Hello,
From the messages I often receive I realise that researchers are sometimes surprised that the Mann-Whitney (aka Wilcoxon), Kruskal-Wallis, and a few more rank-based tests do not compare medians in general, unless strong IID condition is met, i.e. unless it is the location-shift case.
This widespread misconception has been spread so widely, so many textbooks, free and paid courses, even academic lecturers repeat it. And then analysts may be surprised how is that possible that for exactly equal means or medians the test returns p-value < 0.0...01 (for quite small samples) or for much different means or medians the p-value > 0.999, while methods like Brown-Mood or quantile regression (under a variety of methods for obtaining standard errors) differ greatly in their findings, not to mention that visual assessments (e.g. box-plots) also do not support respective claims.

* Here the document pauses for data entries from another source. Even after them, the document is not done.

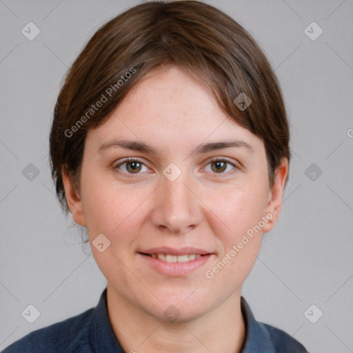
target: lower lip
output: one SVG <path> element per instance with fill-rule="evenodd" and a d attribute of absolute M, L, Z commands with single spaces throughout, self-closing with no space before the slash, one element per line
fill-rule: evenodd
<path fill-rule="evenodd" d="M 183 276 L 206 263 L 212 254 L 203 255 L 188 262 L 165 262 L 158 258 L 139 253 L 148 263 L 165 276 Z"/>

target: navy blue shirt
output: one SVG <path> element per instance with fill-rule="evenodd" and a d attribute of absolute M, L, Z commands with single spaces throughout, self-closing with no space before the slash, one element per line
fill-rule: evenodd
<path fill-rule="evenodd" d="M 283 331 L 256 321 L 243 296 L 241 312 L 246 328 L 242 353 L 307 353 Z M 133 347 L 132 348 L 133 349 Z M 107 310 L 107 288 L 96 307 L 28 334 L 3 353 L 128 353 L 112 330 Z"/>

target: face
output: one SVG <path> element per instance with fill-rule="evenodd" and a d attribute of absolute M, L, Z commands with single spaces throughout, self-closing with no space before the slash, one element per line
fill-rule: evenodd
<path fill-rule="evenodd" d="M 286 174 L 285 160 L 270 187 L 262 140 L 172 66 L 88 132 L 79 194 L 63 177 L 108 290 L 160 320 L 174 305 L 187 321 L 239 300 Z"/>

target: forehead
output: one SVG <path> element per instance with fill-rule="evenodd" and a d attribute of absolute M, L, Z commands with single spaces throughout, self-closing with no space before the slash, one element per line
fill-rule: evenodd
<path fill-rule="evenodd" d="M 140 80 L 104 124 L 88 134 L 100 145 L 128 139 L 181 150 L 203 141 L 236 139 L 263 147 L 258 137 L 227 116 L 205 88 L 175 66 Z"/>

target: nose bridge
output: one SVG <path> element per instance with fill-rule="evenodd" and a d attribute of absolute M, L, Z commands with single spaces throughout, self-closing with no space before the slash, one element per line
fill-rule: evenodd
<path fill-rule="evenodd" d="M 198 198 L 190 190 L 192 183 L 187 174 L 181 173 L 173 181 L 163 176 L 161 183 L 152 210 L 154 225 L 175 233 L 196 225 L 202 212 Z"/>

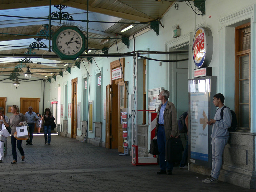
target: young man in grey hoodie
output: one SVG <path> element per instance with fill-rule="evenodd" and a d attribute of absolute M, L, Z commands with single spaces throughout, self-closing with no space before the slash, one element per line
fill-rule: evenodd
<path fill-rule="evenodd" d="M 218 178 L 220 172 L 222 163 L 222 155 L 225 146 L 229 137 L 228 129 L 231 126 L 232 116 L 228 108 L 223 110 L 223 118 L 220 112 L 224 106 L 224 96 L 221 93 L 218 93 L 213 96 L 213 103 L 219 108 L 214 116 L 214 119 L 210 119 L 207 122 L 209 125 L 212 125 L 212 164 L 211 175 L 202 182 L 207 183 L 217 183 Z"/>

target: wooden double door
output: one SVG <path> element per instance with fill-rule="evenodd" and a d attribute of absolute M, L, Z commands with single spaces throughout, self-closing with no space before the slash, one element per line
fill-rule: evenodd
<path fill-rule="evenodd" d="M 106 146 L 124 152 L 121 113 L 127 108 L 127 92 L 124 82 L 116 82 L 106 88 Z"/>

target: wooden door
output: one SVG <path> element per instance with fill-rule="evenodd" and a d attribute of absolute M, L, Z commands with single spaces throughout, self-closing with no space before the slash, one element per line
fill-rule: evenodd
<path fill-rule="evenodd" d="M 4 115 L 5 115 L 6 113 L 7 113 L 6 110 L 8 110 L 8 109 L 5 109 L 5 102 L 6 102 L 6 97 L 0 97 L 0 107 L 2 107 L 4 109 Z"/>
<path fill-rule="evenodd" d="M 72 138 L 76 138 L 76 113 L 77 105 L 77 78 L 72 79 L 72 104 L 71 105 L 72 119 L 71 136 Z"/>
<path fill-rule="evenodd" d="M 118 151 L 124 153 L 123 138 L 122 122 L 121 121 L 121 113 L 127 112 L 127 96 L 124 82 L 118 83 Z"/>
<path fill-rule="evenodd" d="M 111 134 L 112 136 L 111 142 L 112 149 L 118 148 L 118 126 L 120 121 L 120 115 L 118 113 L 118 83 L 112 85 L 112 121 Z"/>
<path fill-rule="evenodd" d="M 112 85 L 106 86 L 106 147 L 111 148 L 111 122 L 112 118 Z"/>
<path fill-rule="evenodd" d="M 28 111 L 28 107 L 30 106 L 33 108 L 34 112 L 36 113 L 39 112 L 40 98 L 20 97 L 20 113 L 25 114 L 26 112 Z M 43 110 L 44 112 L 44 109 Z"/>

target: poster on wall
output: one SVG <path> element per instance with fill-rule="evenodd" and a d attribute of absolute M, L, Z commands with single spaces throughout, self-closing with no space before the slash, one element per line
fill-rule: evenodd
<path fill-rule="evenodd" d="M 68 118 L 71 118 L 71 103 L 68 103 Z"/>
<path fill-rule="evenodd" d="M 93 101 L 89 101 L 89 131 L 93 132 L 92 120 L 93 119 Z"/>
<path fill-rule="evenodd" d="M 190 163 L 210 167 L 212 126 L 207 122 L 214 116 L 212 97 L 216 94 L 216 77 L 190 79 L 189 83 Z"/>
<path fill-rule="evenodd" d="M 77 116 L 76 119 L 76 126 L 77 126 L 77 129 L 78 130 L 81 130 L 80 124 L 81 123 L 81 103 L 77 103 Z"/>
<path fill-rule="evenodd" d="M 106 99 L 103 99 L 103 119 L 106 120 Z"/>
<path fill-rule="evenodd" d="M 63 117 L 63 112 L 64 109 L 64 105 L 63 104 L 60 104 L 60 117 Z"/>

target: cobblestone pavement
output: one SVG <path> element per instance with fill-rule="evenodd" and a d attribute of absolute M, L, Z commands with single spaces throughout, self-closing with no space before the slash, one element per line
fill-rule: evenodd
<path fill-rule="evenodd" d="M 206 176 L 174 167 L 172 175 L 157 175 L 158 165 L 135 166 L 132 157 L 70 138 L 52 135 L 51 145 L 35 134 L 32 145 L 22 142 L 12 161 L 10 137 L 0 164 L 0 191 L 255 191 L 222 182 L 206 184 Z"/>

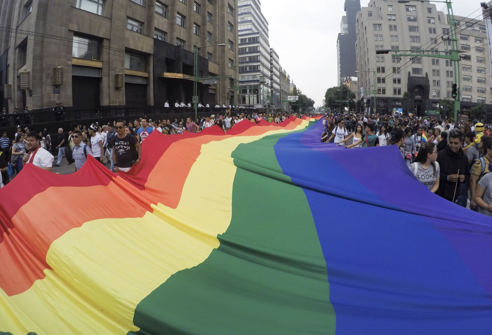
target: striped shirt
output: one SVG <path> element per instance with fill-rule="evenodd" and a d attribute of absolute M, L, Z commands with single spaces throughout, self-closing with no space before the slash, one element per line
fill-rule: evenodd
<path fill-rule="evenodd" d="M 0 148 L 5 149 L 8 148 L 10 144 L 10 140 L 8 137 L 0 137 Z"/>

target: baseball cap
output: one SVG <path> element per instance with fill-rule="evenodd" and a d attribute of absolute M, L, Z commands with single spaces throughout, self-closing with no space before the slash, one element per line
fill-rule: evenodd
<path fill-rule="evenodd" d="M 400 140 L 405 136 L 405 133 L 401 128 L 395 128 L 391 131 L 391 138 L 390 139 L 390 144 L 394 144 Z"/>

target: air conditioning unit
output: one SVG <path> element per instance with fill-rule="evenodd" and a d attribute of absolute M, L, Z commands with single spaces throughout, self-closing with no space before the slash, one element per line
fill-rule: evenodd
<path fill-rule="evenodd" d="M 123 88 L 124 86 L 124 75 L 117 73 L 115 75 L 115 88 Z"/>

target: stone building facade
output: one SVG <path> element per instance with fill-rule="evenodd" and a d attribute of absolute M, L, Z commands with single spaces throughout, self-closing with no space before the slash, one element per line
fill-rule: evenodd
<path fill-rule="evenodd" d="M 2 106 L 11 112 L 57 102 L 92 109 L 191 101 L 194 45 L 200 74 L 231 77 L 199 84 L 200 100 L 232 104 L 235 11 L 232 0 L 3 0 L 0 89 L 11 85 L 12 96 Z M 204 47 L 219 43 L 226 46 Z M 59 67 L 62 83 L 54 85 Z M 29 89 L 21 89 L 19 74 L 28 72 Z"/>

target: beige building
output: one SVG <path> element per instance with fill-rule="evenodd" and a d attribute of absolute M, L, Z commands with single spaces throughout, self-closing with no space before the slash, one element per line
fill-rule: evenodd
<path fill-rule="evenodd" d="M 485 23 L 472 20 L 477 23 L 468 24 L 469 27 L 466 28 L 464 23 L 468 19 L 457 17 L 457 20 L 461 24 L 459 31 L 466 28 L 458 34 L 460 43 L 462 47 L 468 43 L 470 52 L 468 54 L 472 56 L 471 61 L 461 61 L 460 64 L 466 69 L 461 71 L 461 75 L 471 77 L 468 81 L 462 78 L 461 85 L 468 90 L 463 92 L 461 89 L 462 106 L 471 106 L 470 103 L 477 101 L 489 103 L 490 90 L 483 81 L 487 77 L 485 74 L 489 73 L 488 49 L 487 46 L 478 47 L 482 39 L 484 42 L 481 44 L 486 44 L 486 34 L 478 28 L 479 26 L 484 28 Z M 365 98 L 366 111 L 371 108 L 373 98 L 364 91 L 373 89 L 378 92 L 378 112 L 389 113 L 401 108 L 402 97 L 406 91 L 410 92 L 413 101 L 409 112 L 417 115 L 436 109 L 440 99 L 452 100 L 451 91 L 455 81 L 455 64 L 451 60 L 431 57 L 438 54 L 437 51 L 443 52 L 442 55 L 452 49 L 451 41 L 445 40 L 449 37 L 449 29 L 446 14 L 429 2 L 403 4 L 397 0 L 371 0 L 368 6 L 362 7 L 357 13 L 356 27 L 357 68 L 361 71 L 358 73 L 360 110 L 364 110 Z M 459 37 L 461 35 L 463 39 Z M 425 54 L 431 56 L 395 57 L 391 52 L 376 55 L 376 51 L 381 50 L 414 50 L 417 53 L 425 50 Z M 477 73 L 477 70 L 480 72 Z M 375 82 L 372 71 L 376 72 Z M 468 77 L 464 78 L 468 79 Z"/>
<path fill-rule="evenodd" d="M 3 0 L 0 21 L 10 31 L 0 40 L 0 89 L 11 85 L 12 97 L 2 105 L 187 103 L 194 45 L 200 75 L 236 77 L 235 11 L 233 0 Z M 219 43 L 226 46 L 203 48 Z M 233 79 L 200 83 L 198 95 L 232 104 Z"/>

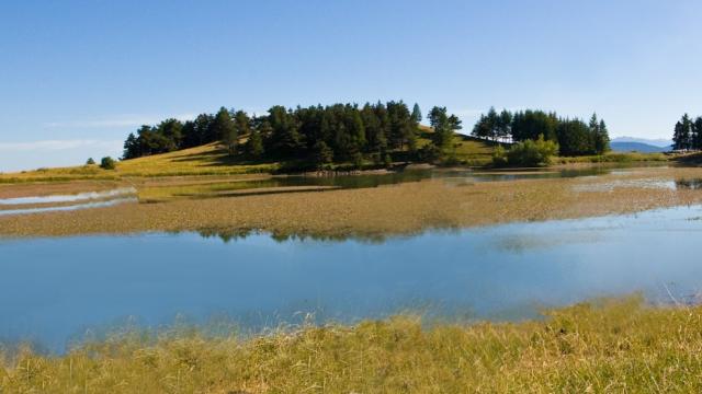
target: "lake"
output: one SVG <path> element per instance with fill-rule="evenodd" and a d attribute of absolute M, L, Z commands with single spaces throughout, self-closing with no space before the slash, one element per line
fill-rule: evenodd
<path fill-rule="evenodd" d="M 0 341 L 63 351 L 127 323 L 521 320 L 641 291 L 693 302 L 702 207 L 432 230 L 385 240 L 147 233 L 0 241 Z M 228 240 L 227 242 L 223 239 Z M 179 317 L 181 318 L 181 317 Z"/>

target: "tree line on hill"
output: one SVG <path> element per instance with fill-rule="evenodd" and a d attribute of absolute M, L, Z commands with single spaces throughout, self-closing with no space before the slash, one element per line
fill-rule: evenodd
<path fill-rule="evenodd" d="M 682 118 L 676 123 L 672 149 L 702 150 L 702 116 L 692 120 L 688 114 L 682 115 Z"/>
<path fill-rule="evenodd" d="M 455 153 L 454 135 L 461 120 L 445 107 L 434 106 L 427 116 L 432 132 L 418 147 L 422 114 L 403 101 L 333 104 L 286 108 L 272 106 L 267 114 L 219 108 L 192 120 L 169 118 L 156 126 L 144 125 L 129 134 L 123 159 L 171 152 L 219 142 L 230 157 L 244 161 L 291 161 L 317 167 L 328 163 L 389 164 L 394 158 L 435 162 Z M 592 115 L 590 124 L 561 118 L 555 113 L 524 111 L 498 114 L 494 108 L 473 128 L 473 135 L 491 141 L 537 141 L 541 136 L 564 155 L 601 154 L 609 150 L 603 120 Z M 522 147 L 523 148 L 523 147 Z"/>
<path fill-rule="evenodd" d="M 602 154 L 610 150 L 607 124 L 592 114 L 589 124 L 578 118 L 563 118 L 556 113 L 543 111 L 490 108 L 473 128 L 473 136 L 492 141 L 524 142 L 536 141 L 543 136 L 545 141 L 557 142 L 563 155 Z"/>
<path fill-rule="evenodd" d="M 410 111 L 401 101 L 362 107 L 335 104 L 293 109 L 276 105 L 262 116 L 222 107 L 216 114 L 201 114 L 184 123 L 166 119 L 141 126 L 127 137 L 123 158 L 222 141 L 230 155 L 250 160 L 380 163 L 389 160 L 390 151 L 415 151 L 421 118 L 419 105 Z"/>

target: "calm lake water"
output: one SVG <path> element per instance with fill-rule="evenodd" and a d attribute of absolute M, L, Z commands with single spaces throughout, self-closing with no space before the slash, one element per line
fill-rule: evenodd
<path fill-rule="evenodd" d="M 4 240 L 0 341 L 61 351 L 87 333 L 177 315 L 227 316 L 256 331 L 305 313 L 318 322 L 403 311 L 519 320 L 635 291 L 690 302 L 702 289 L 700 240 L 700 206 L 382 242 L 197 233 Z"/>

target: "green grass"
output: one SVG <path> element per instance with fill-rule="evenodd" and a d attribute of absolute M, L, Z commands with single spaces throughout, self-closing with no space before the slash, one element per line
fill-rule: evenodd
<path fill-rule="evenodd" d="M 702 391 L 702 308 L 641 299 L 542 322 L 422 325 L 411 316 L 249 339 L 132 333 L 0 364 L 8 393 L 644 393 Z"/>
<path fill-rule="evenodd" d="M 639 153 L 639 152 L 608 152 L 600 155 L 585 157 L 558 157 L 554 158 L 554 164 L 577 164 L 577 163 L 633 163 L 633 162 L 664 162 L 673 159 L 665 153 Z"/>
<path fill-rule="evenodd" d="M 431 140 L 432 130 L 420 128 L 417 148 L 421 149 Z M 490 142 L 469 136 L 456 135 L 454 138 L 454 154 L 444 164 L 489 166 L 492 152 L 498 142 Z M 408 160 L 407 152 L 393 152 L 393 160 Z M 672 157 L 663 153 L 608 153 L 596 157 L 556 158 L 555 164 L 602 163 L 602 162 L 636 162 L 666 161 Z M 327 166 L 332 171 L 351 171 L 352 163 L 333 163 Z M 363 170 L 377 169 L 378 165 L 365 162 Z M 32 183 L 32 182 L 67 182 L 79 179 L 116 181 L 124 177 L 156 177 L 156 176 L 189 176 L 189 175 L 242 175 L 272 174 L 314 170 L 303 161 L 290 162 L 247 162 L 233 161 L 217 143 L 184 149 L 181 151 L 155 154 L 133 160 L 121 161 L 116 170 L 102 170 L 98 165 L 81 165 L 73 167 L 55 167 L 26 171 L 22 173 L 0 173 L 0 184 Z"/>

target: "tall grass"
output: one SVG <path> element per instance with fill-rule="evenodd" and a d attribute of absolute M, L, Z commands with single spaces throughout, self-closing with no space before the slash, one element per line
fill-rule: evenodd
<path fill-rule="evenodd" d="M 398 316 L 244 340 L 136 335 L 63 357 L 24 350 L 0 367 L 0 392 L 702 391 L 700 306 L 657 309 L 631 298 L 547 315 L 542 322 L 431 326 Z"/>

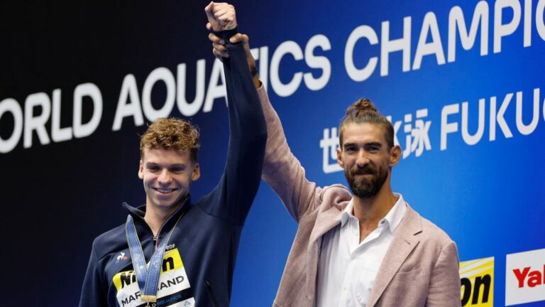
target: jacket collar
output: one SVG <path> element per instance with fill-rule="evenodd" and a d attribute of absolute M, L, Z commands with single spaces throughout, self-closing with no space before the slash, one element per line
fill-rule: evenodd
<path fill-rule="evenodd" d="M 128 214 L 134 219 L 135 226 L 136 227 L 136 231 L 140 235 L 142 231 L 145 229 L 151 232 L 149 229 L 149 226 L 144 221 L 144 215 L 145 215 L 145 205 L 142 205 L 138 207 L 132 207 L 126 203 L 121 204 L 123 208 L 128 212 Z M 180 215 L 186 212 L 191 207 L 191 195 L 188 195 L 184 200 L 182 200 L 182 205 L 172 213 L 170 217 L 167 219 L 167 221 L 161 226 L 160 236 L 162 236 L 167 231 L 170 230 L 176 222 L 178 220 L 178 217 Z M 141 238 L 141 239 L 143 239 Z"/>

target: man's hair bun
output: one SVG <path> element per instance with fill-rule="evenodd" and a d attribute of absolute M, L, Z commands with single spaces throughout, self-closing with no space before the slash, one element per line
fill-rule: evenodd
<path fill-rule="evenodd" d="M 346 116 L 350 114 L 358 116 L 367 112 L 377 112 L 377 108 L 368 98 L 360 98 L 346 109 Z"/>

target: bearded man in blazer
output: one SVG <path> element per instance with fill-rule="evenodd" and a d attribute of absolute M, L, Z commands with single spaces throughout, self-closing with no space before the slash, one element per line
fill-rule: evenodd
<path fill-rule="evenodd" d="M 273 306 L 461 306 L 456 245 L 392 191 L 402 151 L 392 124 L 373 103 L 362 99 L 349 107 L 338 130 L 337 160 L 352 194 L 340 184 L 316 186 L 287 146 L 248 36 L 209 38 L 220 60 L 238 56 L 229 54 L 226 43 L 245 44 L 267 122 L 263 178 L 299 225 Z M 239 79 L 226 82 L 245 82 Z"/>

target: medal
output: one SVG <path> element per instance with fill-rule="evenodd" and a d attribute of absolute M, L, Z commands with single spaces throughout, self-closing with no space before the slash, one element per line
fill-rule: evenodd
<path fill-rule="evenodd" d="M 157 288 L 159 282 L 159 274 L 161 272 L 161 266 L 163 264 L 163 257 L 165 254 L 165 249 L 168 244 L 170 237 L 176 228 L 176 225 L 180 222 L 185 212 L 183 212 L 176 224 L 168 234 L 163 239 L 159 246 L 157 247 L 150 260 L 149 268 L 145 264 L 145 258 L 144 252 L 142 250 L 142 245 L 138 239 L 136 228 L 134 226 L 133 217 L 130 215 L 127 217 L 127 222 L 125 224 L 125 232 L 127 236 L 127 243 L 131 252 L 131 258 L 133 262 L 133 267 L 136 275 L 136 280 L 138 284 L 141 292 L 141 300 L 147 303 L 155 303 L 157 301 Z"/>

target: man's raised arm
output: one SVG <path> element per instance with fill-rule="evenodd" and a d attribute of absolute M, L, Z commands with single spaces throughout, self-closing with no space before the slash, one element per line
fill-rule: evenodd
<path fill-rule="evenodd" d="M 232 55 L 223 61 L 229 114 L 227 162 L 219 184 L 209 195 L 218 198 L 209 203 L 216 206 L 206 210 L 241 225 L 261 181 L 267 129 L 243 44 L 229 42 L 237 31 L 234 7 L 211 2 L 205 11 L 207 26 L 227 42 L 226 48 Z"/>
<path fill-rule="evenodd" d="M 209 25 L 208 28 L 211 30 Z M 228 41 L 223 38 L 212 33 L 209 38 L 212 41 L 214 55 L 224 63 L 240 56 L 239 54 L 231 53 L 229 45 L 226 43 Z M 244 45 L 248 69 L 251 72 L 254 85 L 258 89 L 267 122 L 268 139 L 263 178 L 280 197 L 292 217 L 298 222 L 302 215 L 316 208 L 318 204 L 316 200 L 320 198 L 324 189 L 307 180 L 304 169 L 287 146 L 278 114 L 272 108 L 267 92 L 259 80 L 255 62 L 250 52 L 248 36 L 237 33 L 229 40 L 229 43 L 241 42 Z M 248 73 L 248 71 L 233 70 L 231 73 L 243 75 Z M 346 194 L 348 195 L 348 193 Z"/>

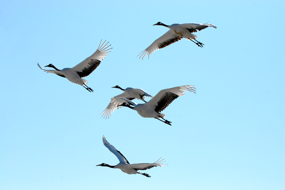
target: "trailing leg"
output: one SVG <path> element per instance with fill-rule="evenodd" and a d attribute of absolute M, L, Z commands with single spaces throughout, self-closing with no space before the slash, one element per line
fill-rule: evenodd
<path fill-rule="evenodd" d="M 196 40 L 195 39 L 194 39 L 194 40 L 197 41 L 197 43 L 195 42 L 195 41 L 194 41 L 192 40 L 191 39 L 190 39 L 190 40 L 193 41 L 195 43 L 197 44 L 197 45 L 198 45 L 198 46 L 199 46 L 199 47 L 203 47 L 203 45 L 204 45 L 204 44 L 203 44 L 202 43 L 198 41 L 197 41 L 197 40 Z"/>
<path fill-rule="evenodd" d="M 168 121 L 167 120 L 165 120 L 163 118 L 162 118 L 161 117 L 160 117 L 162 119 L 164 120 L 164 121 L 162 121 L 162 120 L 161 120 L 159 119 L 158 119 L 158 118 L 157 117 L 156 117 L 156 118 L 155 118 L 156 119 L 158 119 L 158 120 L 159 120 L 160 121 L 162 121 L 162 122 L 163 122 L 164 123 L 166 123 L 167 124 L 168 124 L 169 125 L 171 125 L 171 126 L 172 126 L 172 125 L 171 124 L 170 124 L 170 123 L 172 123 L 172 122 L 171 122 L 170 121 Z"/>
<path fill-rule="evenodd" d="M 88 90 L 88 91 L 89 91 L 89 92 L 92 92 L 94 91 L 93 91 L 93 90 L 92 90 L 92 89 L 91 89 L 91 88 L 89 88 L 88 86 L 87 86 L 87 85 L 86 85 L 86 84 L 85 84 L 84 83 L 83 83 L 83 84 L 84 85 L 85 85 L 85 86 L 86 86 L 87 87 L 87 88 L 86 88 L 84 86 L 83 86 L 84 87 L 84 88 L 85 88 L 86 89 L 86 90 Z M 90 91 L 90 90 L 91 91 Z"/>
<path fill-rule="evenodd" d="M 141 173 L 139 172 L 138 172 L 138 174 L 141 174 L 142 175 L 143 175 L 144 176 L 146 176 L 148 178 L 150 178 L 151 176 L 149 176 L 148 174 L 146 174 L 145 173 Z"/>

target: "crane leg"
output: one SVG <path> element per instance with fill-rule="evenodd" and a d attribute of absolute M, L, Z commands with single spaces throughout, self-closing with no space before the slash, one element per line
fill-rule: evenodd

Briefly, in general, if group dispersions and shapes are not comparable, the empirical CDFs can differ in more ways than just by locations. In other words, if a difference is found, it cannot be solely attributed to the difference in, say, medians. This is because these tests are sensitive to stochastic superiority (dominance).
There are several articles confirming that these tests fail as tests of medians*, but only a few books explain it. So, in case you need need, let me cite a few, with the most important one opening the list:
Plus the original paper of Mann and Whitney:
If you know more such books, please kindly add them to this thread, so others can use it.
Added resources:
----
* the mentioned articles and discussions:
- Divine, G. W., Norton, H. J., Barón, A. E., & Juarez-Colunga, E. (2018). The Wilcoxon–Mann–Whitney Procedure Fails as a Test of Medians. The American Statistician, 72(3), 278–286. https://doi.org/10.1080/00031305.2017.1305291 [ Article The Wilcoxon–Mann–Whitney Procedure Fails as a Test of Medians
]- Conroy, R. M. (2012). What hypotheses do “nonparametric” two-group tests actually test? The Stata Journal, 12(2), 182–190. https://doi.org/10.1177/1536867X1201200202 [ Article What Hypotheses do “Nonparametric” Two-Group Tests Actually Test?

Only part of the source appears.